Herr Abgeordneter Döring, es gibt keine Diskussion zu Erklärungen nach § 36 der Geschäftsordnung; das ist nach der Geschäftsordnung nicht möglich. Eine Zwischenfrage gibt es auch nicht. Aber wollen Sie etwa Debatte?
Wollen Sie eine Erklärung nach § 36 abgeben?
— Was Sie tun könnten, Herr Kollege Döring, aber was ich nicht empfehlen würde, ist, daß Sie eine Aussprache beantragen. Der Antrag müßte von 30 Mitgliedern unterstützt werden.
— Ich sehe schon ein paar Hände, aber das sind noch keine 30.
o — Meine Damen und Herren, das ist nur die Unterstützung, aber der Antrag ist noch nicht gestellt. Ich gehe darüber weg.
Wir fahren in der Tagesordnung fort. Ich rufe auf Punkt 1 unserer Zusatzliste:
Erste Beratung des von den Abgeordneten Eisenmann, Ramms, Dr. Löbe und Genossen eingebrachten Entwurfs eines Gesetzes zur Änderung des Beförderungsteuergesetzes .
Wird das Wort zur Einbringung gewünscht? — Das ist nicht der Fall.
Ich eröffne die Aussprache. — Keine Wortmeldungen. Ich schließe die Aussprache.
Vorgeschlagen ist Überweisung an den Finanzausschuß — federführend —, zur Mitberatung an den Ausschuß für Verkehr, Post- und Fernmeldewesen und an den Wirtschaftsausschuß und gemäß § 96 der Geschäftsordnung an den Haushaltsausschuß. Ist das Haus mit diesen Überweisungsvorschlägen einverstanden? — Es ist so beschlossen.

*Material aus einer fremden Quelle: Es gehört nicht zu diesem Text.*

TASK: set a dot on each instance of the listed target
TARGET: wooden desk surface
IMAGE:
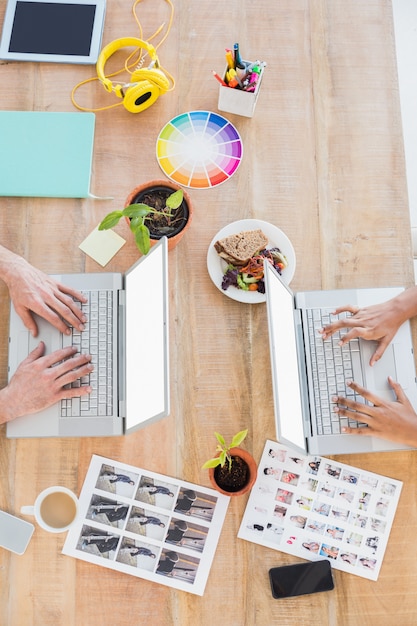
(323, 160)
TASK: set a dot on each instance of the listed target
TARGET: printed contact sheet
(147, 525)
(317, 508)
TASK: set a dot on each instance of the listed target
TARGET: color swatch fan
(199, 149)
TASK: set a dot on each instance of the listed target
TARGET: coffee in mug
(55, 509)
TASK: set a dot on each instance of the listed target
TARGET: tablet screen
(48, 28)
(66, 31)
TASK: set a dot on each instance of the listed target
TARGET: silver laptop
(304, 378)
(127, 336)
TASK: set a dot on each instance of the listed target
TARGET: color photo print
(147, 525)
(317, 508)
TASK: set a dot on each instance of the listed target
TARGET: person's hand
(33, 291)
(395, 420)
(379, 322)
(40, 381)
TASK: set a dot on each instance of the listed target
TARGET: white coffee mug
(55, 509)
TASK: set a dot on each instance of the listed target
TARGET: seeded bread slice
(240, 248)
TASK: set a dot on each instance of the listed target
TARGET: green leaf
(142, 238)
(238, 438)
(223, 457)
(136, 210)
(221, 440)
(211, 463)
(110, 220)
(175, 199)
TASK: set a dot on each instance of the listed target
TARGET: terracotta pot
(174, 239)
(253, 471)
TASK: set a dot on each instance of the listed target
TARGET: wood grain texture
(323, 160)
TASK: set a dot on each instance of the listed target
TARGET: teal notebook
(45, 154)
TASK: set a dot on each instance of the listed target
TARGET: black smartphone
(301, 578)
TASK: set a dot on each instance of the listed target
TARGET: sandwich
(240, 248)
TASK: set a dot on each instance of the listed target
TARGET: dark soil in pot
(162, 225)
(234, 479)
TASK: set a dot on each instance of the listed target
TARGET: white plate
(216, 265)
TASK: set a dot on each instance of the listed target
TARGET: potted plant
(154, 210)
(233, 470)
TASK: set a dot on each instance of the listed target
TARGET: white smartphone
(15, 533)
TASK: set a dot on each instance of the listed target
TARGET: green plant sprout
(138, 213)
(225, 450)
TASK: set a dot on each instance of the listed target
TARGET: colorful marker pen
(230, 60)
(219, 78)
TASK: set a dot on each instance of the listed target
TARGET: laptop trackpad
(377, 375)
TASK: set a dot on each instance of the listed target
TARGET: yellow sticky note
(102, 245)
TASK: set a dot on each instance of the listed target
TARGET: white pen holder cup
(55, 509)
(238, 101)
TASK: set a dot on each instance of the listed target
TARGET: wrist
(6, 408)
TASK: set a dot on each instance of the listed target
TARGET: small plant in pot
(154, 210)
(233, 470)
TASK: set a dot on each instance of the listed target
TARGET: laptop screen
(147, 388)
(284, 361)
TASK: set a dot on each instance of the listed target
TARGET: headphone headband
(112, 47)
(146, 84)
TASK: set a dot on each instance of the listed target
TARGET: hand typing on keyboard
(33, 291)
(41, 380)
(379, 322)
(395, 420)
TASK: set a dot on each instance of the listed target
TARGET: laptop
(304, 414)
(129, 346)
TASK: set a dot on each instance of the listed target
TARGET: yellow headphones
(146, 84)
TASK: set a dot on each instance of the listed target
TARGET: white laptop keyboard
(97, 340)
(332, 366)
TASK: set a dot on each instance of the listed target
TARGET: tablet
(56, 31)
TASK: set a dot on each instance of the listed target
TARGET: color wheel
(199, 149)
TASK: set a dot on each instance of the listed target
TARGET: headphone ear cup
(153, 76)
(141, 96)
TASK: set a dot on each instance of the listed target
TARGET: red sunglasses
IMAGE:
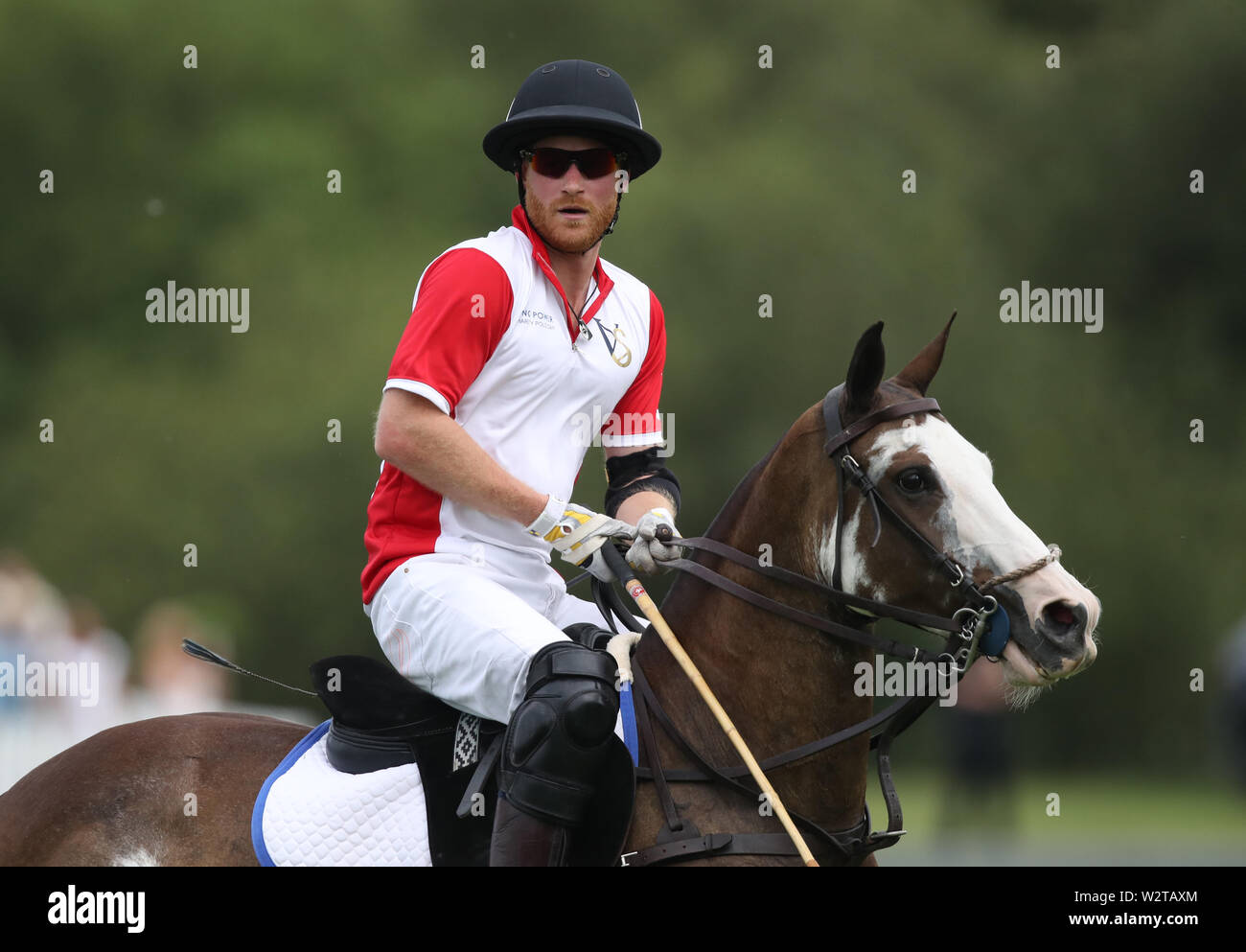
(590, 162)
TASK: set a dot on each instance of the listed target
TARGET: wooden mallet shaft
(624, 573)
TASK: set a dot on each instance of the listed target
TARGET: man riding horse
(514, 341)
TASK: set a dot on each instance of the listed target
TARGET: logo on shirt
(615, 341)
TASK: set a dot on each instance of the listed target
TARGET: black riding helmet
(573, 96)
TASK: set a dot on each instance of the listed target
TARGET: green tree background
(779, 181)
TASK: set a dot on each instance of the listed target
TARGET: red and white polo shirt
(493, 341)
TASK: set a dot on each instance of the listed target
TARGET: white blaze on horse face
(854, 577)
(976, 526)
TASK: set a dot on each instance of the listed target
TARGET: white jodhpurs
(465, 631)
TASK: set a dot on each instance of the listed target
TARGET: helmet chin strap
(610, 228)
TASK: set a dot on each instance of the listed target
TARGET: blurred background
(781, 181)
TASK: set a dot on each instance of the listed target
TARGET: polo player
(515, 340)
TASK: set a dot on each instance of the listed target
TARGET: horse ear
(865, 371)
(923, 366)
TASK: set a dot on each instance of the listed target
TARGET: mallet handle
(624, 573)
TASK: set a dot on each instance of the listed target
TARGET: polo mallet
(624, 573)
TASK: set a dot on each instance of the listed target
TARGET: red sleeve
(635, 421)
(461, 311)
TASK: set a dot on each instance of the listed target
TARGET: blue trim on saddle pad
(257, 816)
(996, 637)
(627, 708)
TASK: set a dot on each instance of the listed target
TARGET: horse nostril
(1059, 619)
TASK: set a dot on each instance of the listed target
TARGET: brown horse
(121, 797)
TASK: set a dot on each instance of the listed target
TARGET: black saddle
(381, 720)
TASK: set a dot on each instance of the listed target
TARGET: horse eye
(912, 481)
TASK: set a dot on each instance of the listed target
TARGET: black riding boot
(523, 840)
(553, 754)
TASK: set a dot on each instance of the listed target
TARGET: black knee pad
(588, 635)
(559, 736)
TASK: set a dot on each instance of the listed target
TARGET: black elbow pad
(644, 471)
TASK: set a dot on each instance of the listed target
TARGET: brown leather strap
(888, 645)
(696, 848)
(920, 619)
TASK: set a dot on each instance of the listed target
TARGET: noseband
(992, 640)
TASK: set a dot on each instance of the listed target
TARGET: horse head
(942, 486)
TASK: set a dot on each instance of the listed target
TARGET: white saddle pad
(308, 814)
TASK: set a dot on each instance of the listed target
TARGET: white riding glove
(577, 533)
(647, 551)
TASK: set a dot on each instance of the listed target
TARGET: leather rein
(680, 839)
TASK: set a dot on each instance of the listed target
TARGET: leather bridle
(966, 633)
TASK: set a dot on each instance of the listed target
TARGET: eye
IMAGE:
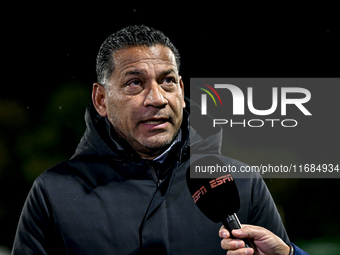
(134, 83)
(168, 80)
(133, 87)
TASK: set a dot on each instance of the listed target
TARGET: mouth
(156, 122)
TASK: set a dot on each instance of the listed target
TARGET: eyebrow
(140, 72)
(134, 72)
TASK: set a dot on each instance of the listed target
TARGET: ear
(182, 88)
(99, 98)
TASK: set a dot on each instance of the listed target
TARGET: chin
(157, 143)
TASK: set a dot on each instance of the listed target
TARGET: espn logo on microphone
(212, 184)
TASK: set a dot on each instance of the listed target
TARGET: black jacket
(106, 200)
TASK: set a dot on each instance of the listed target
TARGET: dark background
(48, 70)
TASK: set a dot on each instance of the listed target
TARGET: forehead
(144, 55)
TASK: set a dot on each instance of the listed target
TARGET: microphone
(217, 198)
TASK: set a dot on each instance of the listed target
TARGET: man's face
(145, 98)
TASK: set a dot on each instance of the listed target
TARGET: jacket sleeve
(298, 251)
(264, 212)
(35, 231)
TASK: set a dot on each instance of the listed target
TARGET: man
(124, 191)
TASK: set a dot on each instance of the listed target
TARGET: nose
(155, 97)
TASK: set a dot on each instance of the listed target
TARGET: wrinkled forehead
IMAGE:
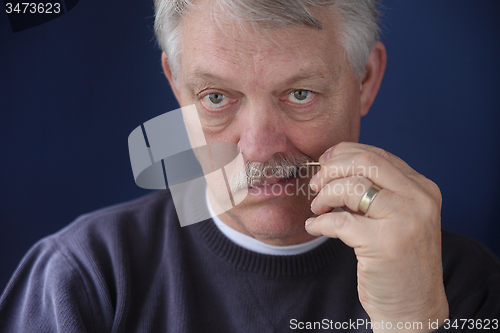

— Ich kann nicht gegen die ganze Geräuschkulisse ansprechen. Es ist nicht nur ein protokollarischer, sondern ein notarieller Akt, den das Haus vollziehen muß. — Herr Oberst, Sie dürfen hier nicht durchlaufen, das ist nur den Abgeordneten erlaubt!
Punkt 2 der Ergänzungsliste:
Erste Beratung des von der Bundesregierung
eingebrachten Entwurfs eines Gesetzes zu
dem Abkommen vom 30. Januar 1962 zwischen der Bundesrepublik Deutschland und dem Königreich Dänemark zur Vermeidung der Doppelbesteuerung und über gegenseitige Amts- und Rechtshilfe auf dem Gebiete der Steuern vom Einkommen und vom Vermögen sowie der Gewerbesteuer und der Grundsteuern .
Wird das Wort dazu gewünscht? — Das ist nicht der Fall.
Vorgesehen ist Überweisung an den Finanzausschuß. — Kein Widerspruch. Es ist so beschlossen.
Punkt 3:
Erste Beratung des von der Bundesregierung eingebrachten Entwurfs eines Gesetzes zu dem Abkommen vom 16. Februar 1962 zwischen der Bundesrepublik Deutschland und dem Großherzogtum Luxemburg über die Zusammenlegung der Grenzabfertigung und über die Errichtung von Gemeinschafts- oder Betriebswechselbahnhöfen an der deutschluxemburgischen Grenze .
Das Wort zur Einbringung wird nicht gewünscht. Keine Aussprache.
Vorgeschlagen wird Überweisung an den Finanzausschuß — federführend — sowie an den Ausschuß für Inneres und den Ausschuß für Verkehr, Post- und Fernmeldewesen zur Mitberatung. — Das Haus ist einverstanden; es ist so beschlossen.
Punkt 4:
Erste Beratung des von der Bundesregierung eingebrachten Entwurfs eines Zweiten Gesetzes zur Änderung des Gesetzes über die Landwirtschaftliche Rentenbank .
Das Wort zur Einbringung wird nicht gewünscht. Keine Aussprache.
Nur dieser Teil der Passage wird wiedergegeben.